Bundibugyo cooperatives call for National Cocoa Policy
Cooperators in Bundibugyo have decried the absence of a cocoa policy to regulate cocoa production and handling which has resulted in farmers earning less due to product quality issues.
The observation was made during a two-day training of leaders of cocoa cooperatives that are members of Semliki Cooperative Union, conducted in Bundibugyo district on Monday.
The training which focused on good governance, business and finance management, was facilitated by The Uhuru Institute for Social Development in partnership with Semliki Cooperative Union.
According to the General Manager, Semliki Cooperative Union, Methodius Alyesiima:
“Cocoa has no national policy or regulatory framework to regulate the quality of cocoa on the market, and farmers don’t have post-harvest handling equipment like tarpaulins,” he said.
He called on government to draft a national cocoa policy that will promote the quality of cocoa in order to improve on the marketability of Uganda’s cocoa.
Capacity gap
Meanwhile, the leaders also expressed concern about the need to train cooperators about their roles and responsibilities, ignorance of which has negatively affected their cooperatives, resulting in the collapse of many with others struggling financially.
The Chief Executive Officer of The Uhuru Institute, Leonard Okello, said some cooperatives enter into businesses they know little about and end up collapsing due to poor management.
“When a cooperative starts or goes into business that they don’t know better, it ends up collapsing, and most of these cooperatives have leaders who are not skilled” he observed.
He also noted that most members of cooperatives don’t know the core cooperative values and principles and tend to mess up as a result.
Semliki Cooperative Union General Manager, Alyesiima, seconded this observation and committed to translate the cooperative values and principles into local languages in an effort to make them more accessible to members.
“There is need for the core values and principles of cooperatives to be translated into local language for our members to understand them.

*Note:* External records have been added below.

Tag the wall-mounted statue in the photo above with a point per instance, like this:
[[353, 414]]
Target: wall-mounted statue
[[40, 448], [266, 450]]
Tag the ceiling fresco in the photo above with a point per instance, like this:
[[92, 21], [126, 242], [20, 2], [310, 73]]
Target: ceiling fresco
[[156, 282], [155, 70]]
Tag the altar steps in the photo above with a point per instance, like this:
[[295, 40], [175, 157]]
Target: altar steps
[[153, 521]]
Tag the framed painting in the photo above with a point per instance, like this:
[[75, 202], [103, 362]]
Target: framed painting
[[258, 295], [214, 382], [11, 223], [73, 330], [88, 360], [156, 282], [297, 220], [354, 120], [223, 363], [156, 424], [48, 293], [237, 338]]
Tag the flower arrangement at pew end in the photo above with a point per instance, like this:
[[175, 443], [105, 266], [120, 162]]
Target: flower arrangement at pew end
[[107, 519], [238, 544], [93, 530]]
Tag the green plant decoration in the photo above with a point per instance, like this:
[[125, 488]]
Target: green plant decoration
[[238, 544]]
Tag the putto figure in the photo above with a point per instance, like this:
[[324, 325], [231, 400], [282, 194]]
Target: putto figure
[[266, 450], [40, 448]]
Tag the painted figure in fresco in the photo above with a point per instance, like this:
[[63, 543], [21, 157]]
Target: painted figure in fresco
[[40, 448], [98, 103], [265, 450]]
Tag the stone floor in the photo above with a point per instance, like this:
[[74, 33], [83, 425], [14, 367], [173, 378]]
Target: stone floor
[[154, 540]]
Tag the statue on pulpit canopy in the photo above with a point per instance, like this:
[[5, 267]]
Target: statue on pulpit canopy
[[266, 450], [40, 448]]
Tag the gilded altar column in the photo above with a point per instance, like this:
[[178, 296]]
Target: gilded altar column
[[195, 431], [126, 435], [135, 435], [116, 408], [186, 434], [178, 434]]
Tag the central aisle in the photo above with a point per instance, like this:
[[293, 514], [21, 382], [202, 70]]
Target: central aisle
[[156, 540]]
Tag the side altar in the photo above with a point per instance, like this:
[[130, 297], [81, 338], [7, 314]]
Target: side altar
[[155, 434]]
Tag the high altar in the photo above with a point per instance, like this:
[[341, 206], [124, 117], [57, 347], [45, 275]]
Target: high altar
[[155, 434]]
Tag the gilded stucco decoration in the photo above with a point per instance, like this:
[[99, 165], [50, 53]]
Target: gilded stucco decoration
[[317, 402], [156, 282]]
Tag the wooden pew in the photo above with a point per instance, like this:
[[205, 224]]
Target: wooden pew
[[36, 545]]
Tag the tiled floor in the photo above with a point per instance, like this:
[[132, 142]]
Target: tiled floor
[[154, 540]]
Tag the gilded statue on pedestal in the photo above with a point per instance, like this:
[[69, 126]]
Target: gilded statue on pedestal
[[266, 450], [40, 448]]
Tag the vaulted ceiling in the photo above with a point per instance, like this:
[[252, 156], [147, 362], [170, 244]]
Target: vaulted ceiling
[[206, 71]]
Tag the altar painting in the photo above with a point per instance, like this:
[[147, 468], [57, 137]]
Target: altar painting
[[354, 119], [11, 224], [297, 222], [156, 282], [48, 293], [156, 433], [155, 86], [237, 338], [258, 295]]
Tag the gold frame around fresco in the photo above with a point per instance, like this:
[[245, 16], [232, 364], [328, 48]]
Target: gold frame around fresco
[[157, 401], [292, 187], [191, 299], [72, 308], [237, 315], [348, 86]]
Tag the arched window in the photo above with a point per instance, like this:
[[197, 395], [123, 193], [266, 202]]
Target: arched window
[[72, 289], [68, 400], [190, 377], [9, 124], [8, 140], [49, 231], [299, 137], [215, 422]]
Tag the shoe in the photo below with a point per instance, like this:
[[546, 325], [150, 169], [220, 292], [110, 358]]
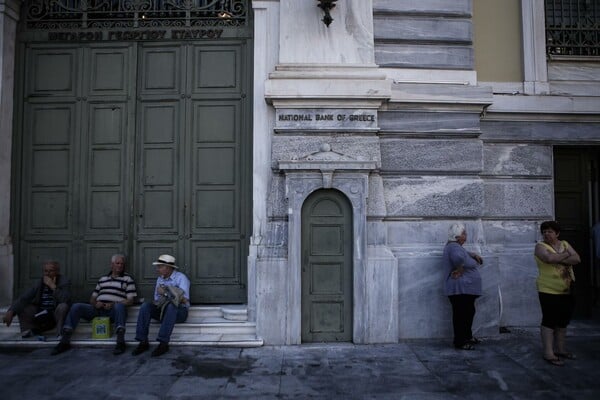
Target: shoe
[[142, 346], [160, 350], [567, 355], [557, 362], [26, 334], [119, 348], [61, 347], [466, 346]]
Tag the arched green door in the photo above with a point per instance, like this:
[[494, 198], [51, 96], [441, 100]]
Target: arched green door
[[327, 268]]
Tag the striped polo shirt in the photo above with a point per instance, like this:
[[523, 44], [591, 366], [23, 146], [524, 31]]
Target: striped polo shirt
[[115, 290]]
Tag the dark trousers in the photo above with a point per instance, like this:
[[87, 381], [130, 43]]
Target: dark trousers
[[463, 312], [56, 318]]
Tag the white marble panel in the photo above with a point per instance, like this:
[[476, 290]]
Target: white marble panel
[[382, 296], [425, 310], [271, 300], [461, 7], [306, 39], [434, 196], [522, 199], [360, 148], [520, 303], [517, 160], [416, 155]]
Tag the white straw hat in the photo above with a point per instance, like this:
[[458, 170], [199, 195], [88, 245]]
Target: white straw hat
[[165, 259]]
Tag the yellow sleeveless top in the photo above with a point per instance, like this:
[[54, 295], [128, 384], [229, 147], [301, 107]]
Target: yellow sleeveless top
[[554, 278]]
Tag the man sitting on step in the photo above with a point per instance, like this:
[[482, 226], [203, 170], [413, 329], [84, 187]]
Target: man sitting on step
[[45, 305], [170, 306], [114, 292]]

The cooperative ethics will also be translated,” Alyesiima promised.
Teddy Kabagenyi,a member of Nyansoro Cooperative Society Limited opined that cooperatives are failing because they lack capacity-building trainings for members.
“Some members join cooperatives for the sake of joining one, but don’t know what they are supposed to do,” she said.
Cooperators were encouraged to join the Coop360 Network, an initiative of The Uhuru Institute that aims to help cooperatives overcome the many structural and capacity challenges they face, to enable them get trainings in their respective primary cooperatives.
Diversify investments
Okello encouraged cooperators to establish multipurpose cooperatives in areas which benefit their members so as to mitigate the risks that result from concentrating on a single business.
“Most cooperatives- such as those of cocoa- have no other business, and in case of a disaster like floods which has wash away the gardens, they [cooperatives] end up collapsing because their members are not earning,” Okello said.
He emphasised the role of cooperatives in promoting development and asked members to emulate successful cooperatives worldwide, such as those in China which contribute a lot to the economy
“In a country like China, you find that one cooperative has branches in all corners of the country with different businesses and this has helped China to develop,” he said.
Absent AGMs
Alyesiima expressed shock to learn, at the training, that most of the cooperatives have gone more than three years without holding Annual General Meetings (AGMs), a situation he described as “a disaster” for the affected cooperatives.
“During AGMs, members talk about important issues such as appointments to the company’s Board of Directors, compensations, dividend payments, reports and selection of auditors among others. Hence, if they don’t take place, then it puts a cooperative into a dilemma,” he argued.
He pledged to task all cooperatives to submit tentative dates for their AGMs in order to aid enforcement and ensure that they take place.